In the current situation, it is certain that the Joint List will not be invited by Blue & White to support a minority government from outside (like Rabin’s 1992 government was), to say nothing of actually joining the coalition. Beyond Gantz’s pre-election pledge that he would not be party to any such deal, even flying in the face of such a promise cannot give him, arithmetically, the 61 seats he needs. Therefore, if Lieberman’s call for a National Unity Government, with or without the participation of Yisrael Beitenu, is actually realized, then the Joint List could become the lead party of opposition. However, the hope of the slate’s leader, MK Ayman Odeh (Hadash) expressed before the election – apparently based on a the assumption that the electoral arithmetic would somehow enable Blue & White’s Gantz to become the next prime minister – that the Joint List could help “overthrow the right-wing government,” as well as “preventing racism, annexation and the destruction of democracy”; these hopes appear today to be even further away from realization than they have been in the past.

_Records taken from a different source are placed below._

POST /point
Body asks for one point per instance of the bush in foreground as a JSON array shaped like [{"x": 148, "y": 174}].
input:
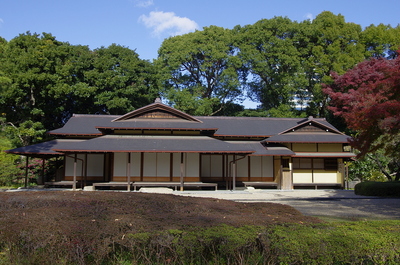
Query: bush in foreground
[
  {"x": 374, "y": 242},
  {"x": 372, "y": 188}
]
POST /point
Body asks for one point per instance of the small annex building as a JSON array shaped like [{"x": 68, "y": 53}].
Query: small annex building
[{"x": 158, "y": 145}]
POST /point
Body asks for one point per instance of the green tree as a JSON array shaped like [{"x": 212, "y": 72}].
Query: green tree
[
  {"x": 8, "y": 169},
  {"x": 327, "y": 44},
  {"x": 381, "y": 41},
  {"x": 121, "y": 80},
  {"x": 200, "y": 70},
  {"x": 44, "y": 81},
  {"x": 272, "y": 61}
]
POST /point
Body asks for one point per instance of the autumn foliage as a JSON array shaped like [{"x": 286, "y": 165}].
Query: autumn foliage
[{"x": 367, "y": 97}]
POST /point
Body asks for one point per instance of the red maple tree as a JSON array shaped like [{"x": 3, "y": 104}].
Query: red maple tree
[{"x": 367, "y": 97}]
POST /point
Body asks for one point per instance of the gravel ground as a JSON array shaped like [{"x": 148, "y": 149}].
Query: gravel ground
[{"x": 322, "y": 203}]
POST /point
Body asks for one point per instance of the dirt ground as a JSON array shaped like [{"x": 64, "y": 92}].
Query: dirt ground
[{"x": 134, "y": 212}]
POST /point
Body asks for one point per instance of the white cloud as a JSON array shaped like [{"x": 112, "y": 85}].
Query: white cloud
[
  {"x": 309, "y": 16},
  {"x": 144, "y": 3},
  {"x": 168, "y": 22}
]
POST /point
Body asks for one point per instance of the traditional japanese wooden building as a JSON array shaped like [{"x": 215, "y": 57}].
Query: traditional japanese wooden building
[{"x": 158, "y": 145}]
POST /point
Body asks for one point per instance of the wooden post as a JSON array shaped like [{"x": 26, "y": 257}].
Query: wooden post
[
  {"x": 74, "y": 180},
  {"x": 234, "y": 174},
  {"x": 42, "y": 181},
  {"x": 26, "y": 171},
  {"x": 129, "y": 172},
  {"x": 182, "y": 171}
]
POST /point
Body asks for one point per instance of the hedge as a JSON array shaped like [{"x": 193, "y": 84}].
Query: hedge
[{"x": 372, "y": 188}]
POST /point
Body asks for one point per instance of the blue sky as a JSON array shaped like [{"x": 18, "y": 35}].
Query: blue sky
[{"x": 142, "y": 25}]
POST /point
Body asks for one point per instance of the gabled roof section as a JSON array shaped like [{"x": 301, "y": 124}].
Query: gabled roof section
[
  {"x": 312, "y": 125},
  {"x": 157, "y": 110}
]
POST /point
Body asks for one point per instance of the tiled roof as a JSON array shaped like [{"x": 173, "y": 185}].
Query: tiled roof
[
  {"x": 296, "y": 137},
  {"x": 224, "y": 126},
  {"x": 46, "y": 148},
  {"x": 149, "y": 143}
]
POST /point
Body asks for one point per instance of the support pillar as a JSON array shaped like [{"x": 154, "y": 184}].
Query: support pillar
[
  {"x": 129, "y": 172},
  {"x": 74, "y": 180},
  {"x": 182, "y": 171},
  {"x": 26, "y": 171}
]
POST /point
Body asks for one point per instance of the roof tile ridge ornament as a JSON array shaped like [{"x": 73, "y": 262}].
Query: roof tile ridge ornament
[
  {"x": 311, "y": 120},
  {"x": 157, "y": 105}
]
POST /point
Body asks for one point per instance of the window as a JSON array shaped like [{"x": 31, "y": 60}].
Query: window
[
  {"x": 331, "y": 164},
  {"x": 315, "y": 163},
  {"x": 285, "y": 163}
]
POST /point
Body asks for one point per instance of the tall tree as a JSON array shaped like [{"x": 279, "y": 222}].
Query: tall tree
[
  {"x": 272, "y": 61},
  {"x": 381, "y": 41},
  {"x": 121, "y": 80},
  {"x": 44, "y": 81},
  {"x": 200, "y": 70},
  {"x": 367, "y": 97},
  {"x": 327, "y": 44}
]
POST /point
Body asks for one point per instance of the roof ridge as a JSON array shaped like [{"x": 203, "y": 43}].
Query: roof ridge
[{"x": 94, "y": 115}]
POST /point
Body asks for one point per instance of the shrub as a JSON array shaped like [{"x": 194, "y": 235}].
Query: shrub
[{"x": 371, "y": 188}]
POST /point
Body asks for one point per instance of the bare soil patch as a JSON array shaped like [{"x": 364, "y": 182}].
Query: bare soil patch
[{"x": 116, "y": 212}]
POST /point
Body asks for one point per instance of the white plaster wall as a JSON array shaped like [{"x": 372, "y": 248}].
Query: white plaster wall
[
  {"x": 216, "y": 165},
  {"x": 150, "y": 165},
  {"x": 242, "y": 168},
  {"x": 120, "y": 162},
  {"x": 135, "y": 164},
  {"x": 268, "y": 166},
  {"x": 321, "y": 176},
  {"x": 163, "y": 164},
  {"x": 302, "y": 176},
  {"x": 192, "y": 164},
  {"x": 69, "y": 165},
  {"x": 95, "y": 165}
]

For a National Unity Government in which Blue & White and the Likud (with or even without Netanyahu as the latter’s head – depending on whether and even when he is indicted on three counts of corruption) does not bode well for the Arab-Palestinian minority within Israel and probably even less so for the Palestinians in the occupied West Bank and Gaza. Three of the first four MKs from Blue & White (Benny Gantz, Gabi Ashkenazi and Moshe Ya’alon) are former Chiefs of Staff of the Israel military, replete with credentials for leading brutal asymmetrical military campaigns against Palestinians (Ashkenazi was Chief of Staff during Operation Cast Lead; Ya’alon was Minister of Defense and Gantz was Chief of Staff during Operation Protective Edge), of which they personally bragged in the course of the recent electoral campaign; and the fourth MK, Yair Lapid, an ardent national secularist has said “We’re not looking for a happy marriage with the Palestinians, but for a divorce agreement we can live with.” Furthermore, as part of a future peace agreement, Lapid has said Palestinians would have to recognize that the large West Bank settlement blocs of Ariel, Gush Etzion and Ma’aleh Adumim would remain within the State of Israel; so much for a negotiated settlement with the Palestinian Authority.

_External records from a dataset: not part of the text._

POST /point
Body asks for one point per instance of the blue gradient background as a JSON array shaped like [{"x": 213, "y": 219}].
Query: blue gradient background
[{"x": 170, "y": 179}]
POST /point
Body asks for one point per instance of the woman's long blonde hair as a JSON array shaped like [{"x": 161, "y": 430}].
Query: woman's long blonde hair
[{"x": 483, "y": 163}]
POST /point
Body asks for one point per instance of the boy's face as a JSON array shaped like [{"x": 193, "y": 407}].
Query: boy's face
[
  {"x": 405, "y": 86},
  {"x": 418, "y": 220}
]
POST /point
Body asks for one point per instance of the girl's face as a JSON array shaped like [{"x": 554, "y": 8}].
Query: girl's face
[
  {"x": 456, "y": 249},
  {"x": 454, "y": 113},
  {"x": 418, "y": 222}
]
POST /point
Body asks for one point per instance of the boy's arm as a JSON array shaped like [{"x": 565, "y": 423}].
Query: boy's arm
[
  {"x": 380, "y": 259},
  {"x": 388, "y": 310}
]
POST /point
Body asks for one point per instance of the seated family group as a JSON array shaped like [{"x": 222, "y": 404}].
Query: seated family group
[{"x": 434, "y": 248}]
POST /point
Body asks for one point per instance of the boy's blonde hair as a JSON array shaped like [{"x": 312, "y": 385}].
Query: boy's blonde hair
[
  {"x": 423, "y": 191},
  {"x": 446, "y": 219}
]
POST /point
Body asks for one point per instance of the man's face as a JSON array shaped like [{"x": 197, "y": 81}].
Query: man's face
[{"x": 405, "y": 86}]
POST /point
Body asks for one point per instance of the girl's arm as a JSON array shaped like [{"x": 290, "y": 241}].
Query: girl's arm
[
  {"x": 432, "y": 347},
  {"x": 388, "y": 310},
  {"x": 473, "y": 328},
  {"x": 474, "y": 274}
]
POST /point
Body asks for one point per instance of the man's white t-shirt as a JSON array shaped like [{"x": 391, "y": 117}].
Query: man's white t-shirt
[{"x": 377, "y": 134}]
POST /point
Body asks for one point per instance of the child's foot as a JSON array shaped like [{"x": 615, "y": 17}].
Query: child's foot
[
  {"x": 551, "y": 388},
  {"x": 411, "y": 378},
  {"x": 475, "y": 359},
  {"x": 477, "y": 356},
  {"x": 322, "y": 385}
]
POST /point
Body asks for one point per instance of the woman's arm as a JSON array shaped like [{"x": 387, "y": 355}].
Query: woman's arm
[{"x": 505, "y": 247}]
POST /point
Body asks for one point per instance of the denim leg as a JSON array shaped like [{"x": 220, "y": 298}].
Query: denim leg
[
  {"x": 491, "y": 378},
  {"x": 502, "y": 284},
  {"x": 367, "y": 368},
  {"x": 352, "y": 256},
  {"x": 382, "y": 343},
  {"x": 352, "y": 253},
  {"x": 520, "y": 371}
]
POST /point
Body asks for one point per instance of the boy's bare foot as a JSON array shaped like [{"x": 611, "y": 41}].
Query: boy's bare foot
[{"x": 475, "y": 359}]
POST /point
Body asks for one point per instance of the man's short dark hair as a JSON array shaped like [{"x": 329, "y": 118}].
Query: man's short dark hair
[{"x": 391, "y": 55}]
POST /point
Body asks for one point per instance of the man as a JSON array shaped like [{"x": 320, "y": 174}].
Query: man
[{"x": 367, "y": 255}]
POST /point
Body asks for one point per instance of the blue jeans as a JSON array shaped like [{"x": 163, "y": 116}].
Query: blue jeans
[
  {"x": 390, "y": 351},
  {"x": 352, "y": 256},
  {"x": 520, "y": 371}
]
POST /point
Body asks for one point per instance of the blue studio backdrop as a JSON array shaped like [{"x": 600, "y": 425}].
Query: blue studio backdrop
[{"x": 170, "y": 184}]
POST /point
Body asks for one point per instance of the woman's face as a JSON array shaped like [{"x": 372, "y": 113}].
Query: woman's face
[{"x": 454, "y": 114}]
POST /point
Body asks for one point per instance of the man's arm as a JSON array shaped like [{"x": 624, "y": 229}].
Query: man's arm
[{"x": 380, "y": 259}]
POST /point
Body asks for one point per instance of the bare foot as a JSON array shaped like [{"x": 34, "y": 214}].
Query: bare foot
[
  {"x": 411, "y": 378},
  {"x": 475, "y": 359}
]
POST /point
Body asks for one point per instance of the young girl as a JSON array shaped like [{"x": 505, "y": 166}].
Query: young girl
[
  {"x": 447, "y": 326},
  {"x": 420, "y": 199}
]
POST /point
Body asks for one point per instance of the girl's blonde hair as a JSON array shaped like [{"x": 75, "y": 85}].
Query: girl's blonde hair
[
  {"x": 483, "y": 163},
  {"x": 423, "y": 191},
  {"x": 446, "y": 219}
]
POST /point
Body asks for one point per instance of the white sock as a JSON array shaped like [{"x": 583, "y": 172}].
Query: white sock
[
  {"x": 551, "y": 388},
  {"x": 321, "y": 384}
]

So while the much anticipated possibility of toppling Netanyahu and the right-wing political factions could have, in MK Yousef Jabareen’s view, constituted one step further along the path to gaining rights for Arab-Palestinian citizens of Israel, and might have possibly strengthened the determination to establish a Palestinian state, in the post-election political chaos that appears to be heading towards a severe governmental crisis, one probably far beyond that which we are now witnessing, such progress appears very remote. What’s more, the dangers within Israel, given today’s volatile regional and global situation, may converge with those emanating from other theaters, near and far, and ignite a general conflagration the results of which we dread to imagine.